NULL considered harmful?

Tuesday, August 2nd, 2016
Oh great, let's dig this corpse up again for an undignified session
of prodding and jabbing. Well, the reason I bring this up again
is that I've found myself being confused by the issue.
NULL, I feel, surely cannot be all that bad? Right?

First off, let's make a clarification: In various discussions,
NULL is often confusingly referring to both NULL-references and
NULL-values. A NULL-reference is a pointer to a region of memory
that is considered "nothing". A NULL-value is a special value
that is considered "nothing". So far there's not that much of a
difference between the concepts.

Problems start creeping up when a language promotes heavy use of
pointers and does little to help out when a NULL-reference is
being dereferenced.

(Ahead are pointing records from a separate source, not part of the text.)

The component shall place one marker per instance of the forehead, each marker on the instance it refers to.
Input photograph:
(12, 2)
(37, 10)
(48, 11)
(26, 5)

The most notable example is C, which allows
its NULL-reference to be cast arbitrarily and drops dead when
it's dereferenced. (The language spec actually lists this as
"undefined behavior", prompting most compiler implementations
to ignore the issue outright and treat the end-user with a crash
to the screams of "Segmentation fault".)

Another issue is when a language supports pointer-arithmetic like
C does, addresses are tangible values accessible to the programmer,
which leads to assumptions about the location of NULL. For many
architectures NULL is equal to 0, which manifests itself in
code like

    ...
    if (!my_ptr) {
        ...
    }
    ...

...which is elegant, concise and makes no goddamn sense if compiled
to an architecture where NULL != 0.

The issues with NULL-references can be mitigated with proper
handling in the compiler and runtime exceptions when doing faulty
dereferences. Still, this is more of a band-aid to fix the glaring
design fault that is NULL-references. A better solution is to use
NULL-values.

However, NULL-values is far from a silver bullet. They are usually
an orthogonal value, meaning that all values can be either the
expected value or a NULL. This means that you cannot truly know
what will be passed beforehand. In object oriented languages, this
can be solved with NULL-objects that can, for example, embed
proper error handling. In languages with static typing and
sum-types, such as Haskell or ML, they can be be represented by the
Maybe-type, which makes it explicit that a value can be either
'Just a' or 'Nothing'.

So, in summation, what's the verdict? Is NULL considered harmful?
Weerrll, yes and no. NULL-references make little sense and are
generally a hassle that can blow your leg off. I'd say that they
are harmful. NULL-values and friends, on the other hand, are not
necessarily a bad idea, considering that there are plenty of times
where you need to express something that is or isn't. I'd say
that the chief problem with NULL-values is that they convey a
lot of different meanings in different contexts. Sometimes a
NULL means a failed operation, sometimes it's an empty set, etc.,
etc.

As usual when it comes to the art of programming, harm is in the
hands of the fool and the careless.